Le contenu du texte final doit être un levier
pour que la société civile exige
de la part des gouvernants,
cohérence avec les engagements
et respect de la parole donnée.

Faire notre boulot

Notre Dame des Landes est encore plus absurde qu’hier : le gouvernement ne peut pas en même temps proclamer “vive la Cop21” et engager les procédures d’expropriation. Même chose avec le projet de la LGV.

Si chaque pays signataire de l’accord de Paris affirme vouloir respecter le seuil de 1,5°à l’horizon 2010, mais veut en même temps, faire aboutir tous les projets qui sont dans les tuyaux, ce ne sera pas 1,5°, ni 2°, même pas 3° mais 4 ou 5°. Et il ne suffira pas de développer un argumentaire climato-compatible pour que l’incohérence disparaisse.

Le droit à la souveraineté alimentaire avant le libre-échange, la terre pour nourrir l’humanité et non alimenter les moteurs, l’argent public pour l’agro-écologie paysanne et non pour l’agriculture industrielle, sortir du productivisme à tous les niveaux, et bien d’autres combats, sont la condition de réussite des objectifs retenus à Paris.

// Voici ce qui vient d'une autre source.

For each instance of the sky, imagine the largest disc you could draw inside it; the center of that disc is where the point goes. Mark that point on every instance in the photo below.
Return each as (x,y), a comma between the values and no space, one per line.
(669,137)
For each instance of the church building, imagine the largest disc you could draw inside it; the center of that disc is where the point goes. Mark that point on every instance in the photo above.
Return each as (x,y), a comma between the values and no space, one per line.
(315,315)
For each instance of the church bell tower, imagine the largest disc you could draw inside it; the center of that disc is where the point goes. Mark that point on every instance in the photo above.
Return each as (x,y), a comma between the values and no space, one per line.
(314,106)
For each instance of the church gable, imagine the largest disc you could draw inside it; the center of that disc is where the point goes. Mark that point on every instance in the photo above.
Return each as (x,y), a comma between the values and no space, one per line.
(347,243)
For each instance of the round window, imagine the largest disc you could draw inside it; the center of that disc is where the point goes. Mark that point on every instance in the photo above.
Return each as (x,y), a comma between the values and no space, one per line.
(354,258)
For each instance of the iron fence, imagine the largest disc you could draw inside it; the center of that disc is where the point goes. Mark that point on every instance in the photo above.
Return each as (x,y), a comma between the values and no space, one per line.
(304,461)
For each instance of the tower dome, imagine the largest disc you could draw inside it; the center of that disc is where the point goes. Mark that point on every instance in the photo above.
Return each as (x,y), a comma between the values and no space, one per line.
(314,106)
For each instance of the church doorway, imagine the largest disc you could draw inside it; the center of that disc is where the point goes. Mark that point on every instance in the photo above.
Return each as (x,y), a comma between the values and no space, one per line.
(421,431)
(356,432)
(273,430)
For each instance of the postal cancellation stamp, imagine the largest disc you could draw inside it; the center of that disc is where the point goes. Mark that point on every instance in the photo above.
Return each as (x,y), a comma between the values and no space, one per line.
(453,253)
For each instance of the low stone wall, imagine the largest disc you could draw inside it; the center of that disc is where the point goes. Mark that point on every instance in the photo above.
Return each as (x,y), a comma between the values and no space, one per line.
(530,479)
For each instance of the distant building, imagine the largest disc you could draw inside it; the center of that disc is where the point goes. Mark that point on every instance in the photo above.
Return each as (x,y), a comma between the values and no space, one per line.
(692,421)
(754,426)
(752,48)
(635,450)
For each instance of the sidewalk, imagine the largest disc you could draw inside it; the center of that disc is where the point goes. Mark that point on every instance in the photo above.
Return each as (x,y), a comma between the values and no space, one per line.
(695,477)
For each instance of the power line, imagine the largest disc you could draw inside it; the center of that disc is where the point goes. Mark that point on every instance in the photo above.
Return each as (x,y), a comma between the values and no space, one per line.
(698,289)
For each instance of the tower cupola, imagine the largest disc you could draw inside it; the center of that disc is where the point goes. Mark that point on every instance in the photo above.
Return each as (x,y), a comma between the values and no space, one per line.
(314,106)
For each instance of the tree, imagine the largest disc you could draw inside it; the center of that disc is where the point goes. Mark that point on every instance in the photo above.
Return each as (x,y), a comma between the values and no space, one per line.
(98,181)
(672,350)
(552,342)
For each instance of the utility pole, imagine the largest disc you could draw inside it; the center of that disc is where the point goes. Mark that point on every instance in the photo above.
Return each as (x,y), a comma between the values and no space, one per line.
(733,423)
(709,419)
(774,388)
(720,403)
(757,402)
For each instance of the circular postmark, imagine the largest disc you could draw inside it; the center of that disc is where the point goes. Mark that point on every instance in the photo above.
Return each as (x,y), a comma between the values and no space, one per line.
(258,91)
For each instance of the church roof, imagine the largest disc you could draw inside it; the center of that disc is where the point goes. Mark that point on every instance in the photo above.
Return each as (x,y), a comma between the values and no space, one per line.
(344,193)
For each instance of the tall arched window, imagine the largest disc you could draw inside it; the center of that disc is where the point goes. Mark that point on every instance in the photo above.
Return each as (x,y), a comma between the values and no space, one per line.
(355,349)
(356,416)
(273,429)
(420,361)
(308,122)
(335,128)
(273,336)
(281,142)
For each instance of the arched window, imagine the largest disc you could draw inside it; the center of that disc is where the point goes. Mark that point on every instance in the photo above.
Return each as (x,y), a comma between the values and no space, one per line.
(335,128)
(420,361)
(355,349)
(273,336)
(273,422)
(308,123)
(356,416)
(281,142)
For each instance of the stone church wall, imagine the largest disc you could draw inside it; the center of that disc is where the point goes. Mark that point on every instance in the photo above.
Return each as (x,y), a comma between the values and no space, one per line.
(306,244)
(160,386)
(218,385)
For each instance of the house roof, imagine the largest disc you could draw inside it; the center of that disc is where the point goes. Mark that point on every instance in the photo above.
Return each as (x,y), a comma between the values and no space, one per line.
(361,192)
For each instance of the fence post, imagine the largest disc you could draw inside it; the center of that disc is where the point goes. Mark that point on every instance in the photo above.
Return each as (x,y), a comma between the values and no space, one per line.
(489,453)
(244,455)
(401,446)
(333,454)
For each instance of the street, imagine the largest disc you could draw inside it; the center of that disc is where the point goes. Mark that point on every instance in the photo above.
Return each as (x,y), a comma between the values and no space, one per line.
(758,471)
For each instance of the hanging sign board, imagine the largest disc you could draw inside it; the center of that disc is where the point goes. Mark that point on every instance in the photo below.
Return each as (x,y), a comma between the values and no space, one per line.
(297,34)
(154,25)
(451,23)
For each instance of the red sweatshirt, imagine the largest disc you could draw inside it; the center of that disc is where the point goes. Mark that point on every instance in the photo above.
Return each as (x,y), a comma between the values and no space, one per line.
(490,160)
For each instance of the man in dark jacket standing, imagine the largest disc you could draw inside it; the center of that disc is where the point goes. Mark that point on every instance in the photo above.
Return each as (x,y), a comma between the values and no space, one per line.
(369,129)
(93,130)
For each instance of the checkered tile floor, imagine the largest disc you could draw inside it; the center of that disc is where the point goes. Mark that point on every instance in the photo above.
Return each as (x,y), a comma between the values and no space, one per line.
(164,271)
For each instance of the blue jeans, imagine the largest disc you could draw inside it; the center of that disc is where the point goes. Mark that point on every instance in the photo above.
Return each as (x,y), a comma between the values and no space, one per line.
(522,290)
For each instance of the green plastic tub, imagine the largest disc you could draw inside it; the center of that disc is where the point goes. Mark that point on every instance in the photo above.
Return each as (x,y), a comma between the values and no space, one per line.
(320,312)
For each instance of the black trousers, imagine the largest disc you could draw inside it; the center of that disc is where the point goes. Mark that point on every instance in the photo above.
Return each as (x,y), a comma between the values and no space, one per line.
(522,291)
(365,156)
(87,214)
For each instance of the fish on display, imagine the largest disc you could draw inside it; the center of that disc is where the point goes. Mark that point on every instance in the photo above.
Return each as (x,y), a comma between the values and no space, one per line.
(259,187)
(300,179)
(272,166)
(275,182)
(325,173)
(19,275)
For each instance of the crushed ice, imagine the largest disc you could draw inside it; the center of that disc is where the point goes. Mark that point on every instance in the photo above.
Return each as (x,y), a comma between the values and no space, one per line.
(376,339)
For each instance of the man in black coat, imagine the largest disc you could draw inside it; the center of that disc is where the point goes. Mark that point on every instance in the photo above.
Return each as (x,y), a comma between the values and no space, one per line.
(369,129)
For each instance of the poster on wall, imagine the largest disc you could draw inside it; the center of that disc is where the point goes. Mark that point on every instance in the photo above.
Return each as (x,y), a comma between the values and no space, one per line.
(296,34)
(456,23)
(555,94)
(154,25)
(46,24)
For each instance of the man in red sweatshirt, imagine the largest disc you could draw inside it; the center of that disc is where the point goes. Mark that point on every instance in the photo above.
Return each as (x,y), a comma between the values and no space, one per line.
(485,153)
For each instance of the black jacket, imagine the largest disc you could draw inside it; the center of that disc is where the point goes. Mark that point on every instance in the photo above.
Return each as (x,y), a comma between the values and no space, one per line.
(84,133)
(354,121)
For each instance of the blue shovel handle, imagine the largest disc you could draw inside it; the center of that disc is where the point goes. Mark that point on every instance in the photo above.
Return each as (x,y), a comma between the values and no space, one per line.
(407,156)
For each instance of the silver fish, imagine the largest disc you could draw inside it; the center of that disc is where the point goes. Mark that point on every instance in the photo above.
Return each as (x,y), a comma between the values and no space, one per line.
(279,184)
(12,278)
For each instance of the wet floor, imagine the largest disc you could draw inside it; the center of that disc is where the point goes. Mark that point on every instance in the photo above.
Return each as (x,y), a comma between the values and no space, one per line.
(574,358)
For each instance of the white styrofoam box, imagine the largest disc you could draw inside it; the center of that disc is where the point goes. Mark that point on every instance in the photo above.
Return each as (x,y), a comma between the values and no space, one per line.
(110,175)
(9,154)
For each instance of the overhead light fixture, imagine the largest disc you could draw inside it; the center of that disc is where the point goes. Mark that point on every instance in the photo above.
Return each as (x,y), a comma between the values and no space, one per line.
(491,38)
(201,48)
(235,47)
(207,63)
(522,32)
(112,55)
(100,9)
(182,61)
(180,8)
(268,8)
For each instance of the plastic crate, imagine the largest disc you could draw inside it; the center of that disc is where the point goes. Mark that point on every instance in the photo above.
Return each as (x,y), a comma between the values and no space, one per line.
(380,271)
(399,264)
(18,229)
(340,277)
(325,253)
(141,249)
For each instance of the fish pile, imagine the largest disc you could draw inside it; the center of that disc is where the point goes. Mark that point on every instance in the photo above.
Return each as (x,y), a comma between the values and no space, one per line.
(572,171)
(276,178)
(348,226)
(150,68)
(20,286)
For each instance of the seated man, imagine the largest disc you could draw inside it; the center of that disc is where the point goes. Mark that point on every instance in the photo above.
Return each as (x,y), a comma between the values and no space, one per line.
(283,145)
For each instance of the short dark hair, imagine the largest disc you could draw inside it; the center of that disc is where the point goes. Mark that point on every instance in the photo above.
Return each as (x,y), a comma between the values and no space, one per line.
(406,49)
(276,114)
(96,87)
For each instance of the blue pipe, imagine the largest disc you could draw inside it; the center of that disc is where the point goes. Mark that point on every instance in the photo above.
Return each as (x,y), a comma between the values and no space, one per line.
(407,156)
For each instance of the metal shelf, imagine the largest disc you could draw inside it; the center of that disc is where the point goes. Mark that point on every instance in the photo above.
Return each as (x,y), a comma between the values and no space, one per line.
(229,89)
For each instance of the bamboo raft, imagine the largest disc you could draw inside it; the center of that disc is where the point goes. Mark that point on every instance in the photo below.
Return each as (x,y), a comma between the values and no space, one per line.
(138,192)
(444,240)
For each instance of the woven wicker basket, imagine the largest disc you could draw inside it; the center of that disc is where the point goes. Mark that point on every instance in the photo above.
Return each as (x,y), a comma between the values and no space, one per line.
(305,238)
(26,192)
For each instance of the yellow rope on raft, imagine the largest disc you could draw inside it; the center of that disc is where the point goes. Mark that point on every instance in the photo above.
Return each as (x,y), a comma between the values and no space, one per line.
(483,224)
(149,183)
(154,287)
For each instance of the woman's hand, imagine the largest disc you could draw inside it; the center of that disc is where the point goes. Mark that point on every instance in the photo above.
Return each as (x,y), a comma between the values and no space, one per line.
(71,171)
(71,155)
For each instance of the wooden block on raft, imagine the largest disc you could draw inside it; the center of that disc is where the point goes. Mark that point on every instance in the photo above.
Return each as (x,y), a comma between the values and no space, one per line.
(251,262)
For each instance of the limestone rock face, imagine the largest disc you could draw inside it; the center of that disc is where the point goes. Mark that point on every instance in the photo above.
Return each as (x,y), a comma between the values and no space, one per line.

Il n’y aura pas l’un sans l’autre : la justice climatique se décline en justice sociale et en solidarité internationale.

Mais, il n’y a pas que les autres qui doivent être mis à contribution, le comportement de chacun d’entre nous doit être compatible avec la nouvelle trajectoire, et ce n’est pas le plus simple.

Ce n’est que dans quelques décennies que l’on pourra dire si la Cop21 aura  été un succès ou pas. Et si alors la réponse s’avérait négative, c’est que les choses vont très très mal et qu’on n’aura pas fait notre boulot.